Dr Robert J. Wallis Professor of Visual Culture and Director of the MA in Art History gave a paper at the ‘Things and Spirits: New Approaches to Materiality and Immateriality’ at the Institute of Social Sciences, University of Lisbon, 15-17 September 2010. His paper examined the way in which scholars have used the notions of ‘spirits’ and ‘shamans’ in studies on rock art.
http://www.aaics.pt/?p=85

Exorcising ‘Spirits’: Approaching ‘Shamans’ and Rock Art Animically.

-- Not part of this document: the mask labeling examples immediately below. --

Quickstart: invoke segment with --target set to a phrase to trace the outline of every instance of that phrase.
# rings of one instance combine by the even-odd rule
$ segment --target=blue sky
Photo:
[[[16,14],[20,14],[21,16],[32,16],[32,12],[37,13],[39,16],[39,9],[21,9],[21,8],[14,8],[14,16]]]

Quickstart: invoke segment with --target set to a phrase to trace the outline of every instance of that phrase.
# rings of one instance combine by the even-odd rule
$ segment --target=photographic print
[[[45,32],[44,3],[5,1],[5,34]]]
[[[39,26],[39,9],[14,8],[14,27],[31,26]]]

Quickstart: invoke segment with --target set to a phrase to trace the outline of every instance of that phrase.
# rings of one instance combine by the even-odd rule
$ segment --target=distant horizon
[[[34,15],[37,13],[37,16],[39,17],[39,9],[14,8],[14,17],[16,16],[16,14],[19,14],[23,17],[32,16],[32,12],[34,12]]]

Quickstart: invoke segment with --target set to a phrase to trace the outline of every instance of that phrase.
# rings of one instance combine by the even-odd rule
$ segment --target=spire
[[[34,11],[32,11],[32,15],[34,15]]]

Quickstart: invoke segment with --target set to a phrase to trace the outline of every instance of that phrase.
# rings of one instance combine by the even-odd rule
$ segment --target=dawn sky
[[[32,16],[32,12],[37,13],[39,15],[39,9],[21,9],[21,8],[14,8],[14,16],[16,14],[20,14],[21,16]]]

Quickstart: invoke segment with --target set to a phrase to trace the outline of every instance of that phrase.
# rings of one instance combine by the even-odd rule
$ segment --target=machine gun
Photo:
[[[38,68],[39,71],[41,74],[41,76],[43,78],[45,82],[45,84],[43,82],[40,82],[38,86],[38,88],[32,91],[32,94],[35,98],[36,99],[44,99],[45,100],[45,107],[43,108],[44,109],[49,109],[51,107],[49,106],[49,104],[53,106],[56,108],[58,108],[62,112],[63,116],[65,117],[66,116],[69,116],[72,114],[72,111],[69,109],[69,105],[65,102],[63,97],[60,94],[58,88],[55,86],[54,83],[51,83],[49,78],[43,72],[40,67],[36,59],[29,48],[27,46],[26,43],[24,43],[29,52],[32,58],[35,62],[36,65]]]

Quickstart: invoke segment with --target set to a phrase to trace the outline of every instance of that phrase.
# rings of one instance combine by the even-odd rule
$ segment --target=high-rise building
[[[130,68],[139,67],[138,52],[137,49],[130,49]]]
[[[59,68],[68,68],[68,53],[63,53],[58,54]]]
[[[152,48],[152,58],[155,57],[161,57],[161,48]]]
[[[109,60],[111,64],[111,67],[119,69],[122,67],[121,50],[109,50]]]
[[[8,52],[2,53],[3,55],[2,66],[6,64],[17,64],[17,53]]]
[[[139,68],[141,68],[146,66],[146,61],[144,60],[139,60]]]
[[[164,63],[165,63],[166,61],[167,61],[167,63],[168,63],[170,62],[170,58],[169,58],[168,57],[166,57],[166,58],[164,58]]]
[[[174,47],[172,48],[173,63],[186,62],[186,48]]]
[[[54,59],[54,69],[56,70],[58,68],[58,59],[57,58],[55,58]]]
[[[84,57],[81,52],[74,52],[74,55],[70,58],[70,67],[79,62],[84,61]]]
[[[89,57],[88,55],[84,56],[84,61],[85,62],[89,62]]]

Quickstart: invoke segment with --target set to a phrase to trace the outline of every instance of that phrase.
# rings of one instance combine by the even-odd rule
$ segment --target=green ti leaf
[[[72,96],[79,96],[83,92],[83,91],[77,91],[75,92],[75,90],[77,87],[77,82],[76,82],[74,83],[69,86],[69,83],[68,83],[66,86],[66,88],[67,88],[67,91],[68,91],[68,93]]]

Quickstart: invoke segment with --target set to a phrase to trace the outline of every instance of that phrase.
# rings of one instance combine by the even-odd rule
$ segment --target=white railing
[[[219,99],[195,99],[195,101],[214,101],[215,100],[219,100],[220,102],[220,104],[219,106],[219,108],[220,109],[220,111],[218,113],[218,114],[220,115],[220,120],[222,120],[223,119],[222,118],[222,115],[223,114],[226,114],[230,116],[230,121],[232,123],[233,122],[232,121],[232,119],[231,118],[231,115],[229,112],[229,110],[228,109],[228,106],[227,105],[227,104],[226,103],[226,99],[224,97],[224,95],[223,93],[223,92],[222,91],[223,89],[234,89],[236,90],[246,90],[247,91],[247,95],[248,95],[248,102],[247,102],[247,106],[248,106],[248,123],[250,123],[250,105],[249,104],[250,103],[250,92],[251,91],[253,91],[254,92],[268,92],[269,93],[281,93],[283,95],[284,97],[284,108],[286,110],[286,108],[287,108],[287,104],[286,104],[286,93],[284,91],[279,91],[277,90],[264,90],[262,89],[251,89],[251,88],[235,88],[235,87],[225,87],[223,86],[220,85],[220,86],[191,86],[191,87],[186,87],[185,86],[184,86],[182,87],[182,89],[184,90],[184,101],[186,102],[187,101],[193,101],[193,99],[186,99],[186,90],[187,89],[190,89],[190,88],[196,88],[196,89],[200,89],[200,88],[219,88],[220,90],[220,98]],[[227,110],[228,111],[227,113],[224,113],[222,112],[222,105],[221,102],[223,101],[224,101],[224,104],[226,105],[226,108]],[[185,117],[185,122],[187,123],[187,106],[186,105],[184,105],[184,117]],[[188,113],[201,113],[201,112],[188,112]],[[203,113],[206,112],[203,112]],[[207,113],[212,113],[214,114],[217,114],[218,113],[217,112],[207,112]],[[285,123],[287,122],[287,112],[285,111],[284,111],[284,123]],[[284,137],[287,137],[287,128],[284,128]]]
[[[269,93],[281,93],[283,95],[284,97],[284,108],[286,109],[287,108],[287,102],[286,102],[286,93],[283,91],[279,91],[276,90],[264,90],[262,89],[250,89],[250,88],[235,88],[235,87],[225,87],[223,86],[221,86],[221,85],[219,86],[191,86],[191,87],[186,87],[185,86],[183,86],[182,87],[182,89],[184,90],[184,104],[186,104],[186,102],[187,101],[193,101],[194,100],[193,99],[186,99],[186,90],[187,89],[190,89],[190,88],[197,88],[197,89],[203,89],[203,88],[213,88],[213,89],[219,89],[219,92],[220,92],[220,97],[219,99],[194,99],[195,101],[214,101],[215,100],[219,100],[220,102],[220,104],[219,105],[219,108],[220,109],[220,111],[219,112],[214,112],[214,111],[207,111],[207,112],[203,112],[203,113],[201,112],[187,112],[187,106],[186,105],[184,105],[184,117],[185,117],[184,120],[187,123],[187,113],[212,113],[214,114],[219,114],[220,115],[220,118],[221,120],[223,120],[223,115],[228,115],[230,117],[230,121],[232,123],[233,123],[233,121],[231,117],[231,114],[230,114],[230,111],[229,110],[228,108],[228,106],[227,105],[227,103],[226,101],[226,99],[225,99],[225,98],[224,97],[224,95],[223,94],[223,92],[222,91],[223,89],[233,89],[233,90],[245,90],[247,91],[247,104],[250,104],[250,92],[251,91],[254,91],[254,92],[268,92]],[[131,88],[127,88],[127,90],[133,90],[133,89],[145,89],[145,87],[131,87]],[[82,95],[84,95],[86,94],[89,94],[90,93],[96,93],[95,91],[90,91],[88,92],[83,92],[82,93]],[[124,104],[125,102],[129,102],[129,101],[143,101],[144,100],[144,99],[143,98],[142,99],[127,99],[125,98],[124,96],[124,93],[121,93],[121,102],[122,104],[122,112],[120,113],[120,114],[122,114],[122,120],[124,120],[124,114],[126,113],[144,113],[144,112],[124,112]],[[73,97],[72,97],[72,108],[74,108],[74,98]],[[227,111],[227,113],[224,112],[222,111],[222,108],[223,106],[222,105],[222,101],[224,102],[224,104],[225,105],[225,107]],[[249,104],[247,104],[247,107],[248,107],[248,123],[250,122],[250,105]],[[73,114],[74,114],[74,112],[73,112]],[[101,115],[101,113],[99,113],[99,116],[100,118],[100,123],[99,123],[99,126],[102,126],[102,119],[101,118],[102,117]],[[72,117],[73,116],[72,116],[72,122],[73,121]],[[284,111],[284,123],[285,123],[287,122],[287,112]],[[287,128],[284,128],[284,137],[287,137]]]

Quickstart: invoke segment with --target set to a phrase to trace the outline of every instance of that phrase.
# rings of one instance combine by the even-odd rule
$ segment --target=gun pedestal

‘Spirits’ and ‘shamans’, are discursively linked categories that are often used unproblematically, notably in the ‘shamanistic interpretation’ of rock art: the painted animals in European cave art have been termed ‘spirits’, Southern African rock art may depict ‘shamans’ and their ‘spirit-helpers’, and Irish passage tomb imagery may derive from entoptic phenomena perceived as ‘spirits’ in the ‘visions’ of ‘shamans’. But with ‘spirit’ goes ‘matter’, producing a Eurocentric dualism through which to view ‘Others’; and when ‘shamans’ are cited in addition, further problems emerge, of ‘control’ – over ‘spirits’ and ‘altered states of consciousness’ (ASCs), with shamans’ engagements with these often positioned as definitive of their practices. The constructs ‘spirits’ and ‘shamans’, as currently conveived, are limiting our thinking on rock art; while I am not the first to state this, my reasoning is quite different from other critics. My aim is not to demolish the shamanistic interpretation of rock art but to contribute constructively to it. Recent thinking on ‘agency’, ‘materiality’ and ‘things’, particularly the theorizing of ‘new animism’ in anthropology and the study of religion, disrupts the spirit-matter dichotomy, with implications for how certain rock art traditions might be interpreted. Animists approach ‘humans’ and ‘objects’ as potentially equally ‘things’ and ‘persons’ – things-as-persons and persons-as-things – with diverse agentive qualities, situated within wider communities which are filled with ‘persons’, only some of whom are human. Humans engage with non-human agents on a daily basis and must maintain proper social comportment so as to maintain harmony between persons. I locate shamans as key mediators who use adjusted styles of communication (a reconfiguring of ASC’s), including the production and consumption of rock art, to repair imbalance between humans and non-humans. This approach draws attention away from Western dualisms of spirit/matter, culture/nature, mind/body, to consider other forms of relating more attuned to indigenous lifeways. As such, I aim to reinvigorate the shamanistic interpretation of rock by thinking through animism, theoretically exorcising ‘spirits’ and relocating shamans within animist ontologies and epistemologies (beyond ‘shamanistic worldviews’); examples will be drawn from the British Isles and Namibia.